At ECONOS, we work with Romanian manufacturing and construction companies to build internal compliance capacity, not just deliver reports. Whether you need a full carbon footprint assessment that captures packaging-related Scope 3 emissions, structured ESG reporting services aligned with CSRD and PPWR requirements, or support preparing for EcoVadis certification that recognizes your packaging progress, we have done this work across 17 industries.

Our approach is practical. We help you understand what you are doing and why, so your team can manage compliance independently over time. PPWR is not the last regulation you will face. Building the internal muscle now pays dividends across every future requirement.
Frequently asked questions
Which packaging materials are banned or restricted under PPWR from August 2026?
PFAS in food-contact packaging are fully banned from August 2026, and non-recyclable composite packaging will face heavy EPR penalties as eco-modulation takes effect.

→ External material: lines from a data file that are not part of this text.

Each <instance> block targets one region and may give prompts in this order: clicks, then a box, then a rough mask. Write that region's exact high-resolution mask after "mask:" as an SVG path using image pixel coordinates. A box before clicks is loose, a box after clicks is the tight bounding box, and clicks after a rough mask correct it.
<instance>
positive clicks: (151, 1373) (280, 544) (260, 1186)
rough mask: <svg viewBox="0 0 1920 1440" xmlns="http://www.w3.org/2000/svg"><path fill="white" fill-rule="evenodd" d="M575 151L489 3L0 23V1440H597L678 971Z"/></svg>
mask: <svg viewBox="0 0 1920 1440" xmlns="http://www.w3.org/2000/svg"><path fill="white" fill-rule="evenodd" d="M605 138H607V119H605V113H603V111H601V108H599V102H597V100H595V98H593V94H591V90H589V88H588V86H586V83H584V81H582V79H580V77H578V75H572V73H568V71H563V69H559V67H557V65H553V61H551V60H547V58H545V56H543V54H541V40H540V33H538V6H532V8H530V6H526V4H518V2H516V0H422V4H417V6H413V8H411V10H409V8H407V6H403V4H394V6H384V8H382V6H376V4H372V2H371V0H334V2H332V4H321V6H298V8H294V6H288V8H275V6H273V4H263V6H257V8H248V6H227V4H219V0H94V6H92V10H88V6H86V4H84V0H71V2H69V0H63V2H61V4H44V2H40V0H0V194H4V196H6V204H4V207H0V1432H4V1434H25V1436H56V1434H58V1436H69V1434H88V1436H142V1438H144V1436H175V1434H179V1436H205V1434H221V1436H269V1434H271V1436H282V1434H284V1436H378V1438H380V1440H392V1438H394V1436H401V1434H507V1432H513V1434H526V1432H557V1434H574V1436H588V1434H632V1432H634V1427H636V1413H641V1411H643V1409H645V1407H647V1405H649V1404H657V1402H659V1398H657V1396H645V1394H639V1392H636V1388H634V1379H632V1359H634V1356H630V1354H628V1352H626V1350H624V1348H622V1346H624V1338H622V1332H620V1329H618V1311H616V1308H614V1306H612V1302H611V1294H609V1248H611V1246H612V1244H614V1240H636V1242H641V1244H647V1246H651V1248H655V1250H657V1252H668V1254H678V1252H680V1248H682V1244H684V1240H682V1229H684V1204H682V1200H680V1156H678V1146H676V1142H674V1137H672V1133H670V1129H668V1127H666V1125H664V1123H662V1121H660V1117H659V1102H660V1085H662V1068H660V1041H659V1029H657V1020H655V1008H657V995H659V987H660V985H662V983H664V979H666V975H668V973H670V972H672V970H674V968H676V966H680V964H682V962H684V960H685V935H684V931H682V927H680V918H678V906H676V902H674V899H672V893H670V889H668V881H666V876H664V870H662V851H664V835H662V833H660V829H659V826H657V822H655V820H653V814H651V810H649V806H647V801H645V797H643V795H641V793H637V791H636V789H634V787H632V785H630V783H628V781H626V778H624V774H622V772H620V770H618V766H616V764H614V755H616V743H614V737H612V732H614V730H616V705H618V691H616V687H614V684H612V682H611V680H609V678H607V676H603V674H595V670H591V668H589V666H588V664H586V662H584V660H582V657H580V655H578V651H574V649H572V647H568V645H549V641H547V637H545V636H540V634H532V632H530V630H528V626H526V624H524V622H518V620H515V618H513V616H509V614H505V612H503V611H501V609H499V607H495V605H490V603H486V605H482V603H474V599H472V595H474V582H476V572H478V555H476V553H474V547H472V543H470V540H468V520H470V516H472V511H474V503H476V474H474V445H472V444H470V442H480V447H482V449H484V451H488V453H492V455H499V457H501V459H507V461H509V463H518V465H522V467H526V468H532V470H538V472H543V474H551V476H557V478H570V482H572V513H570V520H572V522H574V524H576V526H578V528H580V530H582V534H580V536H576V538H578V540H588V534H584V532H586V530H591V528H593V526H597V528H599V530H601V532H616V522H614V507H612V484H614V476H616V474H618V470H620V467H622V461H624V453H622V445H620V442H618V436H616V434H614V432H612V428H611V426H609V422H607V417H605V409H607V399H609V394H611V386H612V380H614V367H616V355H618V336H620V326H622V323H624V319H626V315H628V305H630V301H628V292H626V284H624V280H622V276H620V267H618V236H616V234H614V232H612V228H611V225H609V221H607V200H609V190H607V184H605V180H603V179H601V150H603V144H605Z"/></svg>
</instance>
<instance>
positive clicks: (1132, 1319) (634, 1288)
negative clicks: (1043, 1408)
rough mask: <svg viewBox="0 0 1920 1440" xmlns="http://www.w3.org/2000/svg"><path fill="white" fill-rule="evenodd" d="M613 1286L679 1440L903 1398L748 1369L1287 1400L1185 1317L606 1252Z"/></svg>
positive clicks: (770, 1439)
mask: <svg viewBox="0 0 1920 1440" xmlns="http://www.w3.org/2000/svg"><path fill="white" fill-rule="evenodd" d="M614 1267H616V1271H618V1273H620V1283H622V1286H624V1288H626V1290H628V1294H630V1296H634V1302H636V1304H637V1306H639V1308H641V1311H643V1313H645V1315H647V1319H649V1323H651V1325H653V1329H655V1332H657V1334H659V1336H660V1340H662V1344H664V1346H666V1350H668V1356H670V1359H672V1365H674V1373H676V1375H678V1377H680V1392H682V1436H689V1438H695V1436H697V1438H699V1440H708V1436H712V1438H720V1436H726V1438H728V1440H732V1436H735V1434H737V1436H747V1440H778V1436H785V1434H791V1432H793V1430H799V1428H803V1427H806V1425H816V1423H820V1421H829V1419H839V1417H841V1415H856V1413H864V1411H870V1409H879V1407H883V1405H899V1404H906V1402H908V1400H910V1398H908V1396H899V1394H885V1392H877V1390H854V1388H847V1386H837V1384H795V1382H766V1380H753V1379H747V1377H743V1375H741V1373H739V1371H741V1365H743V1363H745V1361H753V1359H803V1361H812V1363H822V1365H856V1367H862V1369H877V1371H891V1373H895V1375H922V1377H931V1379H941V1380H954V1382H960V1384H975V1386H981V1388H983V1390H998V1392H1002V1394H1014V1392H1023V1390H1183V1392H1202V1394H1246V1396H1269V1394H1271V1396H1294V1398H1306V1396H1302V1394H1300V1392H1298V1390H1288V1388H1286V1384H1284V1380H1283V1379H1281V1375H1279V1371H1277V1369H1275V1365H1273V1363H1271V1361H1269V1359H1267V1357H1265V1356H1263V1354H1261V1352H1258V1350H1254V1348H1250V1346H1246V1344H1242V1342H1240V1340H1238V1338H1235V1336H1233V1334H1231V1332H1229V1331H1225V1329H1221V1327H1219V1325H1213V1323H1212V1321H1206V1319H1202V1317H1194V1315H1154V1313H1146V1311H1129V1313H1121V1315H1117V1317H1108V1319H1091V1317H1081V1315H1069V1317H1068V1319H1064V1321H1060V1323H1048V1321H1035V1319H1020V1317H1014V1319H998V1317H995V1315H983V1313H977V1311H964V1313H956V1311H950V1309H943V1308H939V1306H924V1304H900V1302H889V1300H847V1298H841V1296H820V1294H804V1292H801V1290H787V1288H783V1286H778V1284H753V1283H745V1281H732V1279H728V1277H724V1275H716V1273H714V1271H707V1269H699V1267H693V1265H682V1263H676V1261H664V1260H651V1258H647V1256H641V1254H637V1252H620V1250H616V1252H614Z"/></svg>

How is packaging recyclability graded under the EU PPWR?
Packaging grades A through C are assigned based on DfR and RecyClass testing, and only these grades will be permitted on the EU market by 2030.
Is registration and reporting mandatory for Romanian packaging producers under PPWR?
Yes, annual registration and reporting to national producer registries is required for all Romanian manufacturers placing packaged goods on the market.
What benefits come from early compliance with EU packaging rules?
Early compliance reduces EPR fees, builds supply chain resilience, and improves consumer trust with buyers who are themselves under ESG reporting pressure.
How can companies address data gaps for packaging compliance?
Digital platforms close data gaps that affect 30 to 70% of companies, especially when combined with proactive supplier engagement for material composition documentation.